KEP-2539: Continuously Deploy K8s Prow

Release Signoff Checklist
Summary
Motivation
- Goals
  - Prow Users
  - Prow Oncall
- Non-Goals
Proposal
- Notes/Constraints/Caveats (Optional)
  - Breaking Changes in Prow
Design Details
Implementation History
Alternatives
- A new tool merges autobump PRs
  - Pros:
  - Cons:

Release Signoff Checklist

Items marked with (R) are required prior to targeting to a milestone / release.

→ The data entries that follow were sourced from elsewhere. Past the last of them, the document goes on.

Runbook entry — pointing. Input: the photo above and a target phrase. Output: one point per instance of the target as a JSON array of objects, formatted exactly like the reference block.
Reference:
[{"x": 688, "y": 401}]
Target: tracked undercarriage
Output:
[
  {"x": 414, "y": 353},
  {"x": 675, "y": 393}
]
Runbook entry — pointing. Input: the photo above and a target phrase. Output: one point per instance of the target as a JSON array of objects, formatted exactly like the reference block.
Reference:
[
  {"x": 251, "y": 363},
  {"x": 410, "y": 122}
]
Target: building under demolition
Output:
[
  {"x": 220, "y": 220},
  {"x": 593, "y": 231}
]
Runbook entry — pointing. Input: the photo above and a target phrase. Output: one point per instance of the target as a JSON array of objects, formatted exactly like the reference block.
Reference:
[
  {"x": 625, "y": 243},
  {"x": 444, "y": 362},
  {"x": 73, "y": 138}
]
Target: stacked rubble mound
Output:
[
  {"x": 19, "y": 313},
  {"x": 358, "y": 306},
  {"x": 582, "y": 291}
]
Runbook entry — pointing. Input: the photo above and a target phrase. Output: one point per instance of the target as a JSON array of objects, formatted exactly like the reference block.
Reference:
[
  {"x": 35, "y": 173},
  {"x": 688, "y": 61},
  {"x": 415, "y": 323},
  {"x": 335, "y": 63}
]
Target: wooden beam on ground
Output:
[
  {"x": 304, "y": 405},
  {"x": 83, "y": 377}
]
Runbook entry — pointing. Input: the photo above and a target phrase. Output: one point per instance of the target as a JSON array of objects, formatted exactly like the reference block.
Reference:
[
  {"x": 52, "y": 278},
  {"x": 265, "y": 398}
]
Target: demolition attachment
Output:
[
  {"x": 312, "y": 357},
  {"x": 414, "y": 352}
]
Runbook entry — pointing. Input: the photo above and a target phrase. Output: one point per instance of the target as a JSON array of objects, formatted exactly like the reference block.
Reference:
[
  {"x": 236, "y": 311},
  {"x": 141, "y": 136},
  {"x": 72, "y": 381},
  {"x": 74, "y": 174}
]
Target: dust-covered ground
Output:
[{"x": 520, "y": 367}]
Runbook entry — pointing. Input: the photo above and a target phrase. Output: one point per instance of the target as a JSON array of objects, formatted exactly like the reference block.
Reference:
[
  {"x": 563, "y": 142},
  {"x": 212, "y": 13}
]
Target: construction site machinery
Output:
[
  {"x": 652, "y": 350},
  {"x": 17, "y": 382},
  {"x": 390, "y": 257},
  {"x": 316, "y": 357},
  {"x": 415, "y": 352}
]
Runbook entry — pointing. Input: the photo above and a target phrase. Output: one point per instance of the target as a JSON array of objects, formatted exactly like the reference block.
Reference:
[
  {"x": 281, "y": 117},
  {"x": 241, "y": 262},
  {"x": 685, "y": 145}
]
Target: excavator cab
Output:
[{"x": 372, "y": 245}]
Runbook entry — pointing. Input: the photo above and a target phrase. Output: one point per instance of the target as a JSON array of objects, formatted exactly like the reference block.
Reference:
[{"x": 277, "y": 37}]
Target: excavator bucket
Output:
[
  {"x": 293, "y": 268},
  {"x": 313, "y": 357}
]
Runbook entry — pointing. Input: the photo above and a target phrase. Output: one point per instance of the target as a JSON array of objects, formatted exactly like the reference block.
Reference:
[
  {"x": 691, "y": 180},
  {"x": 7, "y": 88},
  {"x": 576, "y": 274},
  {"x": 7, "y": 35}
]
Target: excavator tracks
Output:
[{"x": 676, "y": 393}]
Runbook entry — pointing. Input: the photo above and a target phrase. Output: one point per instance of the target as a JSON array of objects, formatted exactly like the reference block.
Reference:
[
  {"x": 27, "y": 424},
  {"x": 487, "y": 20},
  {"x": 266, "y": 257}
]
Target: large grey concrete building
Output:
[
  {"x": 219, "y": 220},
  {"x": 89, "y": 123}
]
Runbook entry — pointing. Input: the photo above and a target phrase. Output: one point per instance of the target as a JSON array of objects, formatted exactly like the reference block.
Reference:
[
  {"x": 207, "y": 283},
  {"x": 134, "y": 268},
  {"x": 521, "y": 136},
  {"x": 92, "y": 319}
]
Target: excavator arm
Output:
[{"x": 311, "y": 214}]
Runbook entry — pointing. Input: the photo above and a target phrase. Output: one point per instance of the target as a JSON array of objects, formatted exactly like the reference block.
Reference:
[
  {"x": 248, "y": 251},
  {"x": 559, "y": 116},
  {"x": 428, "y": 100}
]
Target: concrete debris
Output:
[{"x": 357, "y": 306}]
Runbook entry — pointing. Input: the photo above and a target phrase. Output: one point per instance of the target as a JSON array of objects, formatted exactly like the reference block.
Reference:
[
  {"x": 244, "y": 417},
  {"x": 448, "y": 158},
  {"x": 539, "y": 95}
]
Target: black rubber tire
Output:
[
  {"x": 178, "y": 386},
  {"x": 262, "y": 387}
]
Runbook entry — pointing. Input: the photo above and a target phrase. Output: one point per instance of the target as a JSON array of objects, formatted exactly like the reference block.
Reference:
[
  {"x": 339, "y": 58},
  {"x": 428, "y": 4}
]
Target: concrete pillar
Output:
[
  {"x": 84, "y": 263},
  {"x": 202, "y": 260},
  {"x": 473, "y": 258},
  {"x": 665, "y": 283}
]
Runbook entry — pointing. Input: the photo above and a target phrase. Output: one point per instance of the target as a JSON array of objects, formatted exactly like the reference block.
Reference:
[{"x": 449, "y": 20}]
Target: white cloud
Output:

(R) Enhancement issue in release milestone, which links to KEP dir in kubernetes/enhancements (not the initial KEP PR)
(R) KEP approvers have approved the KEP status as implementable
(R) Design details are appropriately documented
(R) Test plan is in place, giving consideration to SIG Architecture and SIG Testing input (including test refactors)
(R) Graduation criteria is in place
(R) Production readiness review completed
(R) Production readiness review approved
“Implementation History” section is up-to-date for milestone
User-facing documentation has been created in kubernetes/website , for publication to kubernetes.io
Supporting documentation—e.g., additional design documents, links to mailing list discussions/SIG meetings, relevant PRs/issues, release notes

Summary

This document proposes to change deployment of k8s prow from manual to be automated continuously.

Motivation

Currently, deploying k8s prow consists of following steps:

Updates made in prow are released as container images.
Automated process creates PRs updating the prow images tags.
Oncall inspects prow logs to make sure prow is safe to upgrade.
Oncall inspects PRs created in step #2, approve them, and post message on Slack.
Oncall waits until #4 and a postsubmit job applying the changes on prow cluster.
Oncall waits until #5 is done, do several manual inspections to make sure prow works.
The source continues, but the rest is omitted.